Um das zu beweisen, verbanden die Wissenschaftler den Entropie-Begriff aus der Informationstheorie mit dem aus der Thermodynamik. In der Informationstheorie ist die Entropie ein Mass für die Informationsdichte. Sie beschreibt beispielsweise, wie viel Speicherplatz ein gegebenes Set von Daten bei optimaler Kompression einnehmen würde. In der Thermodynamik hingegen sagt die Entropie etwas über die Unordnung in Systemen (zum Beispiel der Moleküle in einem Gas) aus.

Das Konzept der Entropie existiert also in verschiedenen Disziplinen weitgehend unabhängig voneinander. «Wir haben nun gezeigt, dass in beiden Fällen der Entropie-Begriff eigentlich dasselbe beschreibt», hält der ETH-Physiker Renner fest. Da die Formeln gleich aussehen, vermutete man bereits früher eine Verknüpfung zwischen beiden. «Unsere Studie zeigt, dass die Entropie in beiden Fällen als eine Art Unwissen angesehen werden kann», sagt Renner. Wichtig dabei ist, dass ein Objekt nicht per se eine gewisse Entropie hat, sondern dass diese immer vom Beobachter abhängt. Auf das Beispiel mit dem Datenlöschen übertragen, heisst das: Wenn zwei Personen einen Datenspeicher löschen und einer von beiden mehr Wissen über den Speicherinhalt hat, kann dieser den Speicher mit weniger Energie löschen.

Denkt man die Ergebnisse der Wissenschaftler konsequent weiter, dann wird beim Löschen von Computerdaten im Extremfall keine Energie mehr gebraucht. Beim klassischen Computer ist das allerdings erst möglich, wenn dessen Prozessoren so klein sind, dass Quanteneffekte eine Rolle spielen. Das heisst, dass ein einzelnes Bit nicht wie heute durch hunderte in eine bestimmte Richtung ausgerichtete Atome auf einem Chip dargestellt wird, sondern dass der Wert jedes Bits nur noch in ein einziges Atom geschrieben wird.

Die Physiker gehen sogar noch einen Schritt weiter: Bei einem Quantencomputer könnte der Nutzer mit dem Speicherinhalt „verschränkt“ sein. Dies bedeutet, dass er den Speicherinhalt „mehr als vollständig kennt“, und damit die Entropie negativ wäre. Der Umgebung würde dann bei einem Löschvorgang sogar Wärme entzogen, diese also abgekühlt. «Das heisst nicht, dass wir das Perpetuum Mobile entwickeln können», betont Renner. Die der Umgebung entzogene Wärme würde zwar in nutzbare Energie umgewandelt, da das Löschen von Daten aber ein einmaliger Prozess ist, ergäbe sich dadurch keine fortlaufende Energiegewinnung.

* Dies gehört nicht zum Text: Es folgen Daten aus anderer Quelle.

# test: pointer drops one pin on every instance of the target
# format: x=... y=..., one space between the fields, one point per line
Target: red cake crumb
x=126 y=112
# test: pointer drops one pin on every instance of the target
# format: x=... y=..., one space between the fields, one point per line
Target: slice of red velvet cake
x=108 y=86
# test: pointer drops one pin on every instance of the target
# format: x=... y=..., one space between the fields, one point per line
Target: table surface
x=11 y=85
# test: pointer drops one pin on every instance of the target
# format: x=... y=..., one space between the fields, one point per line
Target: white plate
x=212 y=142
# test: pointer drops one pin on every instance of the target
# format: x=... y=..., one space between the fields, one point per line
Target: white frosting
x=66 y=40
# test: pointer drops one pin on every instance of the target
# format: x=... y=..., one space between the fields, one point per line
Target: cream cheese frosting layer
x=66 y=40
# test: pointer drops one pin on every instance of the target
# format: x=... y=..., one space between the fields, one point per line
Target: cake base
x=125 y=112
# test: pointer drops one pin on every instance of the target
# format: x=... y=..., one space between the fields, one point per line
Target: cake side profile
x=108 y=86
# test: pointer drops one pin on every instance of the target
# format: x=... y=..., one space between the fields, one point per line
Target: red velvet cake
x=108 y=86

Die neuen Erkenntnisse der Wissenschaftler über den Begriff der Entropie in der Physik und der Informationstheorie sind grundlegend — nicht nur im Bezug auf die Wärmeproduktion von Computern. Die innerhalb der Informationstheorie entwickelten Methoden, um beispielsweise mit unvollständigem Wissen umzugehen, könnten der Schlüssel zu einem neuartigen Verständnis der Thermodynamik sein.

Del Rio L, Aberg J, Renner R, Dahlsten O & Vedral V: The thermodynamic meaning of negative entropy, Nature (2011) doi: 10.1038/nature10123.